Because protein X makes a contribution over the prior art, protein X and the DNA encoding protein X share a special technical feature. If an alternative DNA claim was presented that encompassed a DNA molecule that did not encode protein X, some Authorities might find that the claims did not share the same or corresponding technical feature and therefore lacked unity. Examples of such a claim follow:
Isolated DNA molecule encoding protein X, or a DNA fragment thereof.
Isolated DNA molecule having SEQ ID NO: 2, or DNA molecules which hybridise to
SEQ ID NO: 2 under stringent conditions. If prior art existed teaching either protein X or the DNA encoding protein X, some Authorities might find that the same or corresponding technical feature did not make a contribution over the prior art, that is, was not a special technical feature, and therefore unity was lacking (a posteriori).

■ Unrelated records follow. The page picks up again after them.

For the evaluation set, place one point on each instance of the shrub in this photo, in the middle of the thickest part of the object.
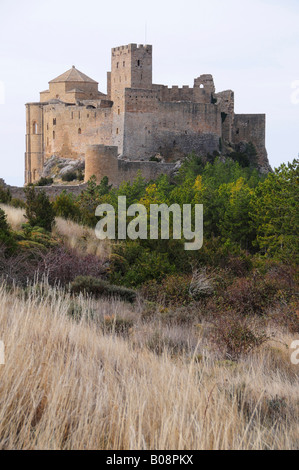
(235, 336)
(63, 265)
(173, 289)
(66, 207)
(113, 324)
(43, 181)
(39, 210)
(100, 288)
(250, 295)
(137, 264)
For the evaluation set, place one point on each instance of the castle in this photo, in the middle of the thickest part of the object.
(136, 125)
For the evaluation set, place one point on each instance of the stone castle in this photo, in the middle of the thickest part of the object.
(136, 125)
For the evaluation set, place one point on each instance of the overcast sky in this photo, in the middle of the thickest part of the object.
(250, 47)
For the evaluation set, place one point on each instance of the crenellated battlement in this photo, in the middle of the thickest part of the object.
(136, 119)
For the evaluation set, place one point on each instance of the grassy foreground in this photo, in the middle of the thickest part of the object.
(71, 384)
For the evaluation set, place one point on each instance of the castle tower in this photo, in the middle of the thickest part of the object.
(34, 142)
(131, 67)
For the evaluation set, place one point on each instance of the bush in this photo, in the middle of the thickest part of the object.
(136, 264)
(235, 336)
(113, 324)
(250, 295)
(100, 288)
(43, 181)
(66, 207)
(172, 290)
(64, 265)
(39, 210)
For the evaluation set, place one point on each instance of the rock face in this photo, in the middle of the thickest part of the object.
(137, 117)
(56, 167)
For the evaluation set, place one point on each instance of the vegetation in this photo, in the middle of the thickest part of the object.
(201, 335)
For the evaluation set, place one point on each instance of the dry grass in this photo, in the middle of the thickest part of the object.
(81, 238)
(75, 236)
(15, 217)
(66, 385)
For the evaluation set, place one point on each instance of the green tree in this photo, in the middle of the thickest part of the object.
(39, 210)
(65, 206)
(6, 235)
(274, 212)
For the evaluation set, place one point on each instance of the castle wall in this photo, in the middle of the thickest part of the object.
(34, 157)
(103, 161)
(63, 91)
(51, 191)
(252, 128)
(68, 130)
(173, 129)
(226, 104)
(137, 117)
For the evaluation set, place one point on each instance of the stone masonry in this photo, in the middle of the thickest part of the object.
(119, 132)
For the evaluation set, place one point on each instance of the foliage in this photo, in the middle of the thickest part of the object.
(100, 288)
(235, 336)
(65, 206)
(39, 210)
(6, 236)
(274, 213)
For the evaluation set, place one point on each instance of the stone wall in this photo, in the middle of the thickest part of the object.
(252, 128)
(51, 191)
(103, 161)
(173, 129)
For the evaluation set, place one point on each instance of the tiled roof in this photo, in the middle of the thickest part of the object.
(73, 75)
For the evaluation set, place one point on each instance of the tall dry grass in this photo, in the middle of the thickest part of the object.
(15, 216)
(66, 385)
(76, 236)
(81, 238)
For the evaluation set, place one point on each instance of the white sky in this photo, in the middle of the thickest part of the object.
(249, 47)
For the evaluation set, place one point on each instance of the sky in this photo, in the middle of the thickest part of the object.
(249, 47)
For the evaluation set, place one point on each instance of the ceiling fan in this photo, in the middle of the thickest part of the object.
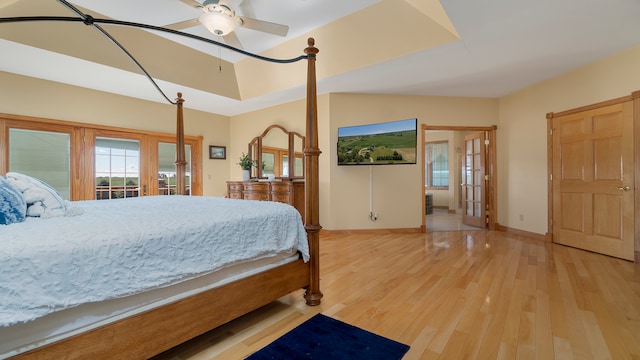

Despite the fact that the applicant amended the claims to specifically fall within this exception, the Examiner responded that "[l]ack of Unity, once broken, cannot be brought back into unity."

The applicant correctly pointed out that there is no such rule, and petitioned the Office to have the restriction removed. The Applicant was successful as the Office confirmed that:

broken.png

So, if you have an Examiner refusing to follow the guidlines and responding with fanciful ideas as to the law, consider a petition rather than giving in and paying more government fees than you should.